So, to your shock and amazement, I haven't been lighting up ye ole' Information Superhighway since I've been back. I'm sure my one remaining reader has noticed.
Why? My life has been one nasty ass tangled up ball of twine. My first impressions when I came back were largely about how cold and green everything was here, how good the food was, and how fat all the Americans looked.
Now? I'm irritated a lot. Really irritated. Everything used to wash over me pretty good, and I'd occasionally get depressed, but not like this. No more running around the house singing and dancing and happy. No more funny made up songs, poetry, stories. More like yelling in traffic, and stopping myself from punching people out in stores. (I'm looking at you, you bad parking job sack-o'-shit...) Blech. Being in Tacoma doesn't help.
I get mad over small stuff, and maybe worst of all, I think I may be forgetting things. (Joy thinks so anyways...) I don't forget anything. Ever. In fact, I'm the most annoying trivia junkie, history/movie buff you've never played Trivial Pursuit with. I used to be able to get in an argument and tell you word for word what was said in a conversation three years ago and be dead right. Hear five seconds of dialogue and identify a movie. Not these days.

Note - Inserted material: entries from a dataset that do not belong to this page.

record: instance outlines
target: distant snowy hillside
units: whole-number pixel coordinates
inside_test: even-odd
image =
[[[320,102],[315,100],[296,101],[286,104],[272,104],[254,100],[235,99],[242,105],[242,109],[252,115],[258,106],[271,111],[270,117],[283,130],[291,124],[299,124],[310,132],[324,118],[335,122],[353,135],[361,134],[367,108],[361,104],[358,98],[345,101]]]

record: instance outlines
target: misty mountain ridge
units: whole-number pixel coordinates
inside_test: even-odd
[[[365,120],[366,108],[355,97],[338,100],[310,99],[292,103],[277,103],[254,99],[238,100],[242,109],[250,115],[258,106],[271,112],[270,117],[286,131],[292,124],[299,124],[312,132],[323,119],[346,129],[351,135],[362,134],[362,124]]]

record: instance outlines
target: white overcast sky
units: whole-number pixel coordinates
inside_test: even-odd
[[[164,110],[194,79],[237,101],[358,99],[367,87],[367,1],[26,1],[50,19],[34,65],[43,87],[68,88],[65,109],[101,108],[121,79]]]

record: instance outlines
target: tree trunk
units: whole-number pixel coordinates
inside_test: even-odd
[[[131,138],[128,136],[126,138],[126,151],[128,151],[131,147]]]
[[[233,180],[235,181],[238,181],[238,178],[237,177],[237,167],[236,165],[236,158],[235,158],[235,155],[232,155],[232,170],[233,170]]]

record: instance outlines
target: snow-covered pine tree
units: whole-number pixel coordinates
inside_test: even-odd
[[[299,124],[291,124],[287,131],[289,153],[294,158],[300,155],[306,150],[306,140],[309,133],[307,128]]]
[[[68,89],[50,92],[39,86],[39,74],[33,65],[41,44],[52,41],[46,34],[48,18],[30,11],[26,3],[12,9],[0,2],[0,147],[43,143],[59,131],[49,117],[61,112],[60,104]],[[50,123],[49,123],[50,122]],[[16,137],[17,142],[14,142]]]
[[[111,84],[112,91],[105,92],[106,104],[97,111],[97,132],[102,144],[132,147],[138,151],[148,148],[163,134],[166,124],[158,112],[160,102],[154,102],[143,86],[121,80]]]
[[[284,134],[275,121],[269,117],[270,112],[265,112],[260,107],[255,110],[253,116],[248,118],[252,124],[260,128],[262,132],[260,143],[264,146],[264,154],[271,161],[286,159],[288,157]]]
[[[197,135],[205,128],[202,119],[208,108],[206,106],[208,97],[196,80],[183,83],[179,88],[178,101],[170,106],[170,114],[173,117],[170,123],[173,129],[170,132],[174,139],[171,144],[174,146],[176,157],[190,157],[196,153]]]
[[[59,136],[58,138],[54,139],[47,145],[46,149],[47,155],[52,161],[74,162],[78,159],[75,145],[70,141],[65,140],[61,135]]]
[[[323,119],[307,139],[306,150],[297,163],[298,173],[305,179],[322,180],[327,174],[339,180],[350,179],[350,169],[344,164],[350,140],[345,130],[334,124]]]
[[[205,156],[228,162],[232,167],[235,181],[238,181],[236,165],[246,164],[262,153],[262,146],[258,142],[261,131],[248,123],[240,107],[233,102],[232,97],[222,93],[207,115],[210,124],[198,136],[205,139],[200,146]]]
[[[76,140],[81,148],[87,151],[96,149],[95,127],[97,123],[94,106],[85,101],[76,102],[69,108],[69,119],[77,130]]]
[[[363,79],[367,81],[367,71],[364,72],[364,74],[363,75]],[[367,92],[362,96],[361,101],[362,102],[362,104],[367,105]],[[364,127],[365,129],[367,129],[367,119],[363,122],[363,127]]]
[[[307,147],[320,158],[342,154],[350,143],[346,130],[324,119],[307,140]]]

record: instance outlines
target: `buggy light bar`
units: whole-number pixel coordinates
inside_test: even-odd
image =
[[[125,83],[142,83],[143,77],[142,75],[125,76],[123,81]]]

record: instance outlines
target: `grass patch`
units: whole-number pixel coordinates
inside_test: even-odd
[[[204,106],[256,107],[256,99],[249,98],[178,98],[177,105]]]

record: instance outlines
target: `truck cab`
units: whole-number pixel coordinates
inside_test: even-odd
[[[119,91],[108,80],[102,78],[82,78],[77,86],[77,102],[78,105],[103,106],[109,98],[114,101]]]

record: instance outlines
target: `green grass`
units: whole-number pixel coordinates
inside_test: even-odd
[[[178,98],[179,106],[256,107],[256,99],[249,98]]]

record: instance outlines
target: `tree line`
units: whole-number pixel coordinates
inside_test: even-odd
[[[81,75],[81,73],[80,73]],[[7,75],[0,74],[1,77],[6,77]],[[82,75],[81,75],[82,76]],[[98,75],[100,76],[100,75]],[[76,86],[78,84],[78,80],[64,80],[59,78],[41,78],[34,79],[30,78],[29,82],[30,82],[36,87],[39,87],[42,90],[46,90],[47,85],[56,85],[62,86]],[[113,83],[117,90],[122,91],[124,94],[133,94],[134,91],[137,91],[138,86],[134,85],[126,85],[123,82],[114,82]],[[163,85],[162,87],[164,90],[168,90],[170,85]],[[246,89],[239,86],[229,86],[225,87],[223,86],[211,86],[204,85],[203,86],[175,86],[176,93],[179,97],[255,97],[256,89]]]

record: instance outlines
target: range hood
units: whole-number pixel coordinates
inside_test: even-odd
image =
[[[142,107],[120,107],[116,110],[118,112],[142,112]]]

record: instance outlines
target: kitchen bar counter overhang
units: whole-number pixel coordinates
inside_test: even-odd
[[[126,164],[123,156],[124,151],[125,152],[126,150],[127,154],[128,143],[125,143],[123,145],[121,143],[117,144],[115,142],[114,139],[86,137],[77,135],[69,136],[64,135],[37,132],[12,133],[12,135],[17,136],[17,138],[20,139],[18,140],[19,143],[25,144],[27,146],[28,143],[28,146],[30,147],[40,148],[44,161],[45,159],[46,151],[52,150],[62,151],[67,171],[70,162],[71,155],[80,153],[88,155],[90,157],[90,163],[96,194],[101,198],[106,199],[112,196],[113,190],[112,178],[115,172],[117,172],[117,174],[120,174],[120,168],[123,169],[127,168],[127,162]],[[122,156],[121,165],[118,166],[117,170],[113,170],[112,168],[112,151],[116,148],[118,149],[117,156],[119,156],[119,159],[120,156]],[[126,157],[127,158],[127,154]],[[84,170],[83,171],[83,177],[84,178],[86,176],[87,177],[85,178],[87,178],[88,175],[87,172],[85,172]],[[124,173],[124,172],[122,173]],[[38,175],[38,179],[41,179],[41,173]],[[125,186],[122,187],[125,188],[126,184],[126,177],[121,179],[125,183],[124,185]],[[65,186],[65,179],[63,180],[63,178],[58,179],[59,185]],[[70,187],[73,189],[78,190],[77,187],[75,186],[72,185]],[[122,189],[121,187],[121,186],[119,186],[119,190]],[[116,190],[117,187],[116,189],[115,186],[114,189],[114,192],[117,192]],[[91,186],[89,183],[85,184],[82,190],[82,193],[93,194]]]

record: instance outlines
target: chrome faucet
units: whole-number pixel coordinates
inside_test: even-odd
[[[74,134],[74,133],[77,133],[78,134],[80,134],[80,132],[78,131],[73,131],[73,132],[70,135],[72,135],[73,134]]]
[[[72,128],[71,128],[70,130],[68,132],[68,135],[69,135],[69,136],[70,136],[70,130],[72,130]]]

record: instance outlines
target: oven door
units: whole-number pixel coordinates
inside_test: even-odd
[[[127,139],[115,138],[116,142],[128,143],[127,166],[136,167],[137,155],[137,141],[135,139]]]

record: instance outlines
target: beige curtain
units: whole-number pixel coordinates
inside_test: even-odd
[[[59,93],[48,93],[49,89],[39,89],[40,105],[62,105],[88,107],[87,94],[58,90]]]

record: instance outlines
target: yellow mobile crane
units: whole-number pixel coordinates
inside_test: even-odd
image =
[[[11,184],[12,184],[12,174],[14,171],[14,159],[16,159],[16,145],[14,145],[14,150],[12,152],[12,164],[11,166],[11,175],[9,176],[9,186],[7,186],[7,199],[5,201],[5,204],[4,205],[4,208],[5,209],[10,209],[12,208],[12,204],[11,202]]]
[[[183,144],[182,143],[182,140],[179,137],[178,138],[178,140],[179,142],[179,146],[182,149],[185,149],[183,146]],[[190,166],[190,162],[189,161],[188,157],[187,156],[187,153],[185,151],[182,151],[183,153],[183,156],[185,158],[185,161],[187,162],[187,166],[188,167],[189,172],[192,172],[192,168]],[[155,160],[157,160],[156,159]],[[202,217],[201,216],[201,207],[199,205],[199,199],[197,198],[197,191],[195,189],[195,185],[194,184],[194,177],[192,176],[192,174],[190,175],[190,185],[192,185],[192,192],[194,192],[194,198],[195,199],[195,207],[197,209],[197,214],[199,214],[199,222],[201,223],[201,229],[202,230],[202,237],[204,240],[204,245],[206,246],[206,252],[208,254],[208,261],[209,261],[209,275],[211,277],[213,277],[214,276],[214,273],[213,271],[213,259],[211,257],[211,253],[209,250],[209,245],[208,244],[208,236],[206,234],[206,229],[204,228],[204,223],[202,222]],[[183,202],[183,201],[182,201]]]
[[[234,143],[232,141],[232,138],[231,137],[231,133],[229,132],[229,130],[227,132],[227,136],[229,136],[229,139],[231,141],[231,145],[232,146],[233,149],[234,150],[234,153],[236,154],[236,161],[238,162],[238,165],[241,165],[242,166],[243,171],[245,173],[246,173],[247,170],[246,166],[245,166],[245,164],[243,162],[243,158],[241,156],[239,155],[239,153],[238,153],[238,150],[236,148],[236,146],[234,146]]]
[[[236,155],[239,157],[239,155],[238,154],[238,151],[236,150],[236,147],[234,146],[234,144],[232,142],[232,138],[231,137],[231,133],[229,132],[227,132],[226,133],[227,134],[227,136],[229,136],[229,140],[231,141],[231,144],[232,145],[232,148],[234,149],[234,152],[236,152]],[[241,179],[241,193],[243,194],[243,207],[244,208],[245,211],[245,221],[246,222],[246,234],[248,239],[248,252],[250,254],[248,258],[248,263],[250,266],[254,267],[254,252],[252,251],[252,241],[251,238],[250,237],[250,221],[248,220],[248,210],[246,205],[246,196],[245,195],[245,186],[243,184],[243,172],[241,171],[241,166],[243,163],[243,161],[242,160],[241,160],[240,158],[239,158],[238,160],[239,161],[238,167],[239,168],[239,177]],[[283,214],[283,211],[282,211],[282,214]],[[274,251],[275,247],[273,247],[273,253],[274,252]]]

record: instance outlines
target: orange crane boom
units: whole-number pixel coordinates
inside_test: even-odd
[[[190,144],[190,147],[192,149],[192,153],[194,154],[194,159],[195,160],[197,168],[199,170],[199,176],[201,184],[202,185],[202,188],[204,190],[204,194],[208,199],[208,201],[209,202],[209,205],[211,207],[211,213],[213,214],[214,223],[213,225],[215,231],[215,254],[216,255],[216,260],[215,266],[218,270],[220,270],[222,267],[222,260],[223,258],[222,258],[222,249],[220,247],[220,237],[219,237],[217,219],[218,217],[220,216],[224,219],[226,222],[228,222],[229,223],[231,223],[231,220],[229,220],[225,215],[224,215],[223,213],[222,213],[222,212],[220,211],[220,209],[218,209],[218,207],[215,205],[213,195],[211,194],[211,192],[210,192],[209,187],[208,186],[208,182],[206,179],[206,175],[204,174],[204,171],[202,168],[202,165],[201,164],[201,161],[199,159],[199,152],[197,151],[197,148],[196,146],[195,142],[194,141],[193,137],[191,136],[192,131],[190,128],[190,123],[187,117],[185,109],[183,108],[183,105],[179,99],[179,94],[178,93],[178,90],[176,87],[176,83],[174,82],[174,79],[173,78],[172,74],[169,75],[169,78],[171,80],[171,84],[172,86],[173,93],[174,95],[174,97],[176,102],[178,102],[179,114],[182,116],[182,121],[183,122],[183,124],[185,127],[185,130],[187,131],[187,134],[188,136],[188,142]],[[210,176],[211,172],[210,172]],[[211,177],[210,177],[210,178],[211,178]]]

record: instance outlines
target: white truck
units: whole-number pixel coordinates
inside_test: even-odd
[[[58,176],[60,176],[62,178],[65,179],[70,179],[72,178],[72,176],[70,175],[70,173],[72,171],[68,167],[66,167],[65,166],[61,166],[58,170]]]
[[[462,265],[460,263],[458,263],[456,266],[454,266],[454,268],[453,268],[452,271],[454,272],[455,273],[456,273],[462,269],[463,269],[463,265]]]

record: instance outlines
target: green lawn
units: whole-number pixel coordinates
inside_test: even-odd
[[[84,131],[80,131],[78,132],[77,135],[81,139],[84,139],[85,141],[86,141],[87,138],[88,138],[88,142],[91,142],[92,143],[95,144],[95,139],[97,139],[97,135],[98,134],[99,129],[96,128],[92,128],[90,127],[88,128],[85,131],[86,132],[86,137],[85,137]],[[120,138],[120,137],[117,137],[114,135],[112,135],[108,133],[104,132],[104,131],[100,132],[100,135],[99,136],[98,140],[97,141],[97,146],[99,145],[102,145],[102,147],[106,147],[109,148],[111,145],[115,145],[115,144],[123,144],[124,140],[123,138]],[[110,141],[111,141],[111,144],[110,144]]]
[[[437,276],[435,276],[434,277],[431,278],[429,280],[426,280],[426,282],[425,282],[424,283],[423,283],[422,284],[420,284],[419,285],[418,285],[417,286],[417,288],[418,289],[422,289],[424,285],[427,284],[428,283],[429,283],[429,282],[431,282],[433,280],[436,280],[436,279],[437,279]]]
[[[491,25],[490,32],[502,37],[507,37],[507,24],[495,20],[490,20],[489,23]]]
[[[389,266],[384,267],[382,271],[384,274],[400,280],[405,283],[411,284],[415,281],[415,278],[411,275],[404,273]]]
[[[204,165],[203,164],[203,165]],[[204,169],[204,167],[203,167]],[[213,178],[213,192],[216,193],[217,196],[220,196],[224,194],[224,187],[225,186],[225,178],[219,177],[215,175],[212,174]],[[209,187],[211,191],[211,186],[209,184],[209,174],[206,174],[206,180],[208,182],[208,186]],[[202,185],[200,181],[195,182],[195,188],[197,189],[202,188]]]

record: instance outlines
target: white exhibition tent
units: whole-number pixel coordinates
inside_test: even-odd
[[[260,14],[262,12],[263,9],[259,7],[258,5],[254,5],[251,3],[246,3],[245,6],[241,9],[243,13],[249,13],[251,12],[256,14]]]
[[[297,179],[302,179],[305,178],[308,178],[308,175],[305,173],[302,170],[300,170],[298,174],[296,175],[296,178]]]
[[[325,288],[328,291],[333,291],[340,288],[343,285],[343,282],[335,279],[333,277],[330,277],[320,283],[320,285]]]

My marriage has the hiccups, on again, off again, (my fault as much as hers, she started it, but she's doing better, and I'm still a jackass) and I'm especially worried about what I'm going to do in two months when I get out. It seems like the only things I'm readily qualified to do, are to go back into government service, doing something vaguely paramilitary like law enforcement, dea, border patrol, something like that. I could go back to school, and even have money from the army for it, but how to make a living in the meantime? Especially during the lag before the VA hooks up the money. In a year or two of working, I'll have enough capital to be able to open a business, but for now?
I was proud mostly of what I did over there, but a lot of it still haunts me. A lot of the time I wish I was still there. Or that I didn't come back. It would beat being here. It's nothing like ptsd. No tbis, none of that crap. The only real action I saw was the usual mortars and rockets, and when you're someplace they hit five or six times a day, after awhile you can ignore them, or sleep right through them. Nothing you could call combat.
Some of it was being gone so much this enlistment. About six or seven months home this time in coming up on three years. Last enlistment I was gone maybe one third of the time. My cat doesn't even know me anymore. He pisses on everything because he's stressed out, and maybe because I smell different, which in his mind equals stranger. Yuck. (on the otherhand, the dog I don't like loves me....) I feel like a stranger in my own house. Detached.
Don't want any fuzzy headed, make you a blissful mess, seratonin reuptake inhibitor junkie, jive-ass shit. Fuck those lotus eaters. And don't trust the Army doctors and chaplins any further than I could throw a Bradley, civilians or not. Kiss your clearance goodbye, maybe get locked up, maybe kicked out, and their confidentiality is a laugh. Besides? Who wants to talk to someone professionally impartial? As if they were. If they could make it in the real world, they wouldn't be working for the Army.
What's the cure rate, doc? About 25 percent still? A medical doctor would get their ass sued off with that kind of fail rate. But that's okay. Keep medicating society's problems into oblivion. We're the Prozac Nation with Paxilated dreams and the Xanax fairy to grant wishes. The symptoms and the disease are the same anyways, right? (P.S. With or without medication, depression still has a mortality rate of 15 percent. Isn't that depressing?)
So what's the solution? Keep on muddling on for now. Try to hold it together. Love my family the best I can. And blurt out this cathartic, vomitous mass to the world in a wretched and pathetic appeal for sympathy from anonymous internet strangers. Mostly. (Hi, mom!) Also, guitar and knitting both help. Hope, when you can. Hi, ya'll.